PF desfecha a última ação da Lava-Jato
A Polícia Federal deflagrou, ontem, a Operação Pseudeia, 80ª fase da Operação Lava-Jato e a primeira após o fim da força-tarefa de Curitiba. A equipe de procuradores foi dissolvida e passou a integrar o Grupo de Atuação Especial de Combate ao Crime Organizado (Gaeco). Os pedidos de busca e apreensão foram enviados à 13ª Vara Federal de Curitiba, no fim de janeiro, antes do anúncio oficial do fim do grupo, que vinha sofrendo reveses havia meses.
Nesta operação, foram cumpridos cinco mandados de busca e apreensão em São Paulo. Também foi autorizado o bloqueio e o sequestro de valores até o limite dos prejuízos identificados, que, por enquanto, estão em R$ 5,3 milhões. O caso é desdobramento da Operação Acarajé, 23ª fase da Lava-Jato de Curitiba, que, em 2016, prendeu o marqueteiro João Santana — responsável pelas campanhas presidenciais do PT em 2006, 2010 e 2014 — e sua mulher, Monica Moura.
Na época, segundo a PF, comprovou-se transferência por parte de Zwi Skornicki, representante do estaleiro Keppel Fels, a pessoas não identificadas naquele momento –– tal como o empresário Cláudio Mente, que, no desdobramento de ontem, foi alvo das buscas e apreensões, e do bloqueio de R$ 5,3 milhões.

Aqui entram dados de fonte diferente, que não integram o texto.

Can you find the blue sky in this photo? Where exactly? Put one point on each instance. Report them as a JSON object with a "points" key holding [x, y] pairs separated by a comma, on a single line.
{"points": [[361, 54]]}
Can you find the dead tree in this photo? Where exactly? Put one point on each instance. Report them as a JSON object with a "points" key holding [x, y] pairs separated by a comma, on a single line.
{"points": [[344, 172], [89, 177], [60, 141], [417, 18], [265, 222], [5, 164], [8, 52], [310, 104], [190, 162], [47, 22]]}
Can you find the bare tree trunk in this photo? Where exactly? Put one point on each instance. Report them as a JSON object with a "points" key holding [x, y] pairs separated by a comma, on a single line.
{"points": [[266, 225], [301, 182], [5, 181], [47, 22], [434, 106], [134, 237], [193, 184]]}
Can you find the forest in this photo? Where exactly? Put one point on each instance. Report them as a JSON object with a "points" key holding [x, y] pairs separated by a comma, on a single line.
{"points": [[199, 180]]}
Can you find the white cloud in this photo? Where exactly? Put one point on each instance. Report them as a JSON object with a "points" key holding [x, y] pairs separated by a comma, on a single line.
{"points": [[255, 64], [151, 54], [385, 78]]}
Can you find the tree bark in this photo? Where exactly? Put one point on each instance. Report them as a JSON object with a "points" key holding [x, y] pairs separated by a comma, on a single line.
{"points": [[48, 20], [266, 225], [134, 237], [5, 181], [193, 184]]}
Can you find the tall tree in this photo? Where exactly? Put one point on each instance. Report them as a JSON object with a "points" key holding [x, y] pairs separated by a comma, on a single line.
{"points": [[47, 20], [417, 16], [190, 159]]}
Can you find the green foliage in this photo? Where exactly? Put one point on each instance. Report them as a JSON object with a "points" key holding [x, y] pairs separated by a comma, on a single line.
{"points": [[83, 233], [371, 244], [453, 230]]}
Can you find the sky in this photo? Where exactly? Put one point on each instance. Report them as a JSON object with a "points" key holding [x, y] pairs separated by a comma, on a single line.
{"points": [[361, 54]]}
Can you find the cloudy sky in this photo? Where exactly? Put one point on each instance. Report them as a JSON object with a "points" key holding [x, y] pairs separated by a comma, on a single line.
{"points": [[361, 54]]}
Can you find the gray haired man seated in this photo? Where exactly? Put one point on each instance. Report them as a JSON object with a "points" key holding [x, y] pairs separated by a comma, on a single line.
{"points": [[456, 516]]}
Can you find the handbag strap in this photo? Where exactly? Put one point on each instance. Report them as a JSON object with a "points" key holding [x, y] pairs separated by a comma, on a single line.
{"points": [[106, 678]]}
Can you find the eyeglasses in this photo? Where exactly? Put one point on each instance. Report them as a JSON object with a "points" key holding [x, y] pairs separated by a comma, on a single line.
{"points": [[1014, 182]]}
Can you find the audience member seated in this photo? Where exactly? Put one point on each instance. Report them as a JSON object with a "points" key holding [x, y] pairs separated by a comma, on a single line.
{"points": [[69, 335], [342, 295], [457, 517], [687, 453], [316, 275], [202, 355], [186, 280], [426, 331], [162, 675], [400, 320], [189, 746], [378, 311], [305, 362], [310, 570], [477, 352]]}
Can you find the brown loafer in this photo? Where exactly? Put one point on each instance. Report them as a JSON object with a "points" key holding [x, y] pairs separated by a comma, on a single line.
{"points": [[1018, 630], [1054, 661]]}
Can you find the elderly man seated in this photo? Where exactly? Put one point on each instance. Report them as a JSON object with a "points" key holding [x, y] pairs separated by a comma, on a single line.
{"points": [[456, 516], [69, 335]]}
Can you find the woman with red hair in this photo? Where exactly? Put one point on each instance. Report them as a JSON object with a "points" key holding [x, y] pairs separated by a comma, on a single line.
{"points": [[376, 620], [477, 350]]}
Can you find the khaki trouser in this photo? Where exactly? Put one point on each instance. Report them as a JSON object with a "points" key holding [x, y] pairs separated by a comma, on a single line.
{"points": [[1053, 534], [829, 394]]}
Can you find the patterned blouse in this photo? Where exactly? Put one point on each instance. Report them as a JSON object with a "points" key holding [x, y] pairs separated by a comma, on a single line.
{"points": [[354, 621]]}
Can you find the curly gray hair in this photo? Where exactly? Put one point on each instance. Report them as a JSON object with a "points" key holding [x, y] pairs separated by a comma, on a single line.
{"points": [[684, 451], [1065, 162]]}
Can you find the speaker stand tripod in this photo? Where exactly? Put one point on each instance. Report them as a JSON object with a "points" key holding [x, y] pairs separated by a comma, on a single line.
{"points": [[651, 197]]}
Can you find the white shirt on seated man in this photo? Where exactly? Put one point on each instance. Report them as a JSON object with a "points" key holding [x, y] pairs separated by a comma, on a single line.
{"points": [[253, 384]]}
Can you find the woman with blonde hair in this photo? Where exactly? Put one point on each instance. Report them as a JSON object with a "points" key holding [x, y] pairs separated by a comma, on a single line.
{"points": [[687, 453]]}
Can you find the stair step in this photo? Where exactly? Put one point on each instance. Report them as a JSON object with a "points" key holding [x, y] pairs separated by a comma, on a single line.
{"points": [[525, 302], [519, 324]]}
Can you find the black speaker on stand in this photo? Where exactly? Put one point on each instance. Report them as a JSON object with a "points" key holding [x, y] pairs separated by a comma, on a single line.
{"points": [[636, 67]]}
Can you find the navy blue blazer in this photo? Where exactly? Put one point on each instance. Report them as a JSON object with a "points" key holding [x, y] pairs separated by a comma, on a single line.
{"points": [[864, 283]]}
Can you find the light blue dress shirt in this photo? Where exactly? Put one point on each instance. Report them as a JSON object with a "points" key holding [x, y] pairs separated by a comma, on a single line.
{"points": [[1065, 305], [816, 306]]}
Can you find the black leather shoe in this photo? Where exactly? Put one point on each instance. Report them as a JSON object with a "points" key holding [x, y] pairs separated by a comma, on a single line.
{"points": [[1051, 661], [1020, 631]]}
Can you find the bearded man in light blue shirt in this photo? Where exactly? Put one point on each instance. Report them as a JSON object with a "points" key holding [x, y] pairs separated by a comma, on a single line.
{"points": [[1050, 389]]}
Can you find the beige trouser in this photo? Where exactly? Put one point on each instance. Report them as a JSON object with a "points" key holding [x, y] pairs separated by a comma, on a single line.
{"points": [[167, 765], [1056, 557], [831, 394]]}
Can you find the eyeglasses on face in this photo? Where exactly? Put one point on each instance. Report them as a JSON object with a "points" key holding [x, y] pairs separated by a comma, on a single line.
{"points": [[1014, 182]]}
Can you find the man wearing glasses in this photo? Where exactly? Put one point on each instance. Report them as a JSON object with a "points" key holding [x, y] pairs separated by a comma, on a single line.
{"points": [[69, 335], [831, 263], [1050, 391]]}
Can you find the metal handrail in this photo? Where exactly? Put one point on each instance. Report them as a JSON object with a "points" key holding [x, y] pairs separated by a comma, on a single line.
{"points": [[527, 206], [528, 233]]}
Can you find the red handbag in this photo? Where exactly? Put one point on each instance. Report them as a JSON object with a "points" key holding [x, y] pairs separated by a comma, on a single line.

O Ministério Público Federal (MPF) chegou ao empresário graças ao acordo de delação premiada de Skornicki, que, conforme relatou, fez os pagamentos a pedido do então tesoureiro do PT, João Vaccari Neto. A PF confirmou a existência de mensagens que comprovavam o relacionamento entre Skornicki, Mente e Vaccari.
Em nota, a defesa do ex-tesoureiro afirmou que ele “nunca teve qualquer relacionamento com” Mente e que “já prestou depoimento e esclareceu sobre isso e sobre a sua movimentação financeira, o que não diz respeito ao sr. Vaccari”.
Também ontem, o delegado federal Igor Romário de Paula foi dispensado do cargo de diretor de Investigação e Combate ao Crime Organizado. Ele coordenou a força-tarefa da Lava-Jato em Curitiba desde o início, em 2014. (ST)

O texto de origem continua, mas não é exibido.